Hydrogen peroxide added to all three.
Volumes in graduated cylinders noted at 0 min, 1 min and 2 min.
Rate of enzyme action calculated by 2 min volume minus 1 min volume.
Result: pH 7 graduated cylinder showed the most enzyme action.

18. Experiment: to investigate effect of temperature on enzyme action
Three graduated cylinders with celery (catalase enzyme), pH buffer 7 and 1 drop washing-up liquid set up in three separate water baths of 0˚C, 25˚C, 80˚C.
Hydrogen peroxide added to all three.
Volumes in graduated cylinders noted at 0 min, 1 min and 2 min.
Rate of enzyme action calculated by 2 min volume minus 1 min volume.
Result: 25˚C graduated cylinder showed the most enzyme action.

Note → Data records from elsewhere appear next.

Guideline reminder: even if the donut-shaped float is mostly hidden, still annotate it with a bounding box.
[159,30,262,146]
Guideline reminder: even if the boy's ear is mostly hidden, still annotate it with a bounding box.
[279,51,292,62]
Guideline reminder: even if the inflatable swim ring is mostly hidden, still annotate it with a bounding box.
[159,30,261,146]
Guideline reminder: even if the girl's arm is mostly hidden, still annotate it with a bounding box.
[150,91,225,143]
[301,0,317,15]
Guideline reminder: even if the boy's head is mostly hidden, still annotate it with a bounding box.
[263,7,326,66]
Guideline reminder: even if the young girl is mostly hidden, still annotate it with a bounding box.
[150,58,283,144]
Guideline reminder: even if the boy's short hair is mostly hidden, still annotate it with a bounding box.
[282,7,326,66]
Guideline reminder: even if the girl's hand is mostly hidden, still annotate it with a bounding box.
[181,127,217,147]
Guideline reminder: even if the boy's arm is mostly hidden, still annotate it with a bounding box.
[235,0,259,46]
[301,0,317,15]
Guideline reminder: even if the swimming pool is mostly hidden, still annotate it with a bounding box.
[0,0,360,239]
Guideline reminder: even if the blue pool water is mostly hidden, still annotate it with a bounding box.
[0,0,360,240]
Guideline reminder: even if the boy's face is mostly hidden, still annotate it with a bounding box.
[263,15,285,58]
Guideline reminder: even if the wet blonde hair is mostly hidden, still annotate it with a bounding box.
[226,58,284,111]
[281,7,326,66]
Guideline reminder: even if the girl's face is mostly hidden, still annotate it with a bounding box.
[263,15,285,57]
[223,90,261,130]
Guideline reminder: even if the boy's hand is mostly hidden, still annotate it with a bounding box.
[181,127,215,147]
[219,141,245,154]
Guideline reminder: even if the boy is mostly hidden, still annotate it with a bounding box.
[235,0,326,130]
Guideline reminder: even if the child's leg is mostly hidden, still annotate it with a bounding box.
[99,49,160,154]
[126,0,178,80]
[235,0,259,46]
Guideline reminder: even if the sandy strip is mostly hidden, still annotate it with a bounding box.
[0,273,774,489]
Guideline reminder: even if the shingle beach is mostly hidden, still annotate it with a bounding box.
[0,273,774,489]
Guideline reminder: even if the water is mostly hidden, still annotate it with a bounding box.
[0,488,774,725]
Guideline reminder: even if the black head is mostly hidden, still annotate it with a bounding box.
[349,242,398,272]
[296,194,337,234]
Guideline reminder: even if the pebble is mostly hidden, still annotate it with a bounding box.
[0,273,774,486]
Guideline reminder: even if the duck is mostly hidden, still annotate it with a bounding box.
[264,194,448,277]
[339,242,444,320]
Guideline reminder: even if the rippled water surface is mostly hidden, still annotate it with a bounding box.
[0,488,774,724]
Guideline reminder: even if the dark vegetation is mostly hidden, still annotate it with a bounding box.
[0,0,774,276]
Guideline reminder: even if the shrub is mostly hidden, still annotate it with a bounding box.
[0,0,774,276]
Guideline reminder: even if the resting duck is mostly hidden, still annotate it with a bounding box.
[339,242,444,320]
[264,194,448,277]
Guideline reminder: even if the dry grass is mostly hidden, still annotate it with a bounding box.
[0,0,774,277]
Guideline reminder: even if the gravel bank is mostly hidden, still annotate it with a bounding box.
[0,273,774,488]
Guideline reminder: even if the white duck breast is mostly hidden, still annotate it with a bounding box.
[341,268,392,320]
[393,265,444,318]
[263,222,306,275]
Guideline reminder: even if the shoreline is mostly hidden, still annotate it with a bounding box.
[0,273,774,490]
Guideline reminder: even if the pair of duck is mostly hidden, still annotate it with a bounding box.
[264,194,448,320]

19. Experiment: to investigate effect of heat denaturation on enzyme action
Two graduated cylinders with celery (catalase enzyme), pH buffer 7 and 1 drop washing-up liquid set up in three separate water baths of 25˚C and 100˚C and allowed to reach temperature.
Hydrogen peroxide added to both.
Volumes in graduated cylinders noted at 0 min, 1 min and 2 min.
Rate of enzyme action calculated by 2 min volume minus 1 min volume.
Result: 25˚C graduated cylinder showed enzyme action and 100˚C graduated cylinder showed no enzyme action (denaturation).

20. Experiment: to immobilise an enzyme and examine its application
Yeast cells are immobilised using sodium alginate.
Yeast suspension is mixed with sodium alginate solution and dropped into calcium chloride to solidify.
Beads of alginate beads are washed three times and placed in a dropping funnel.
A sucrose solution is placed into funnel and immobilised yeast allowed to act on sucrose.
Product is released by opening tap.
Product is tested for reducing sugar (glucose and fructose) using clinistix or glucose test strips.
Result: Immobilised yeast converted the sucrose to glucose + fructose without contaminating the product.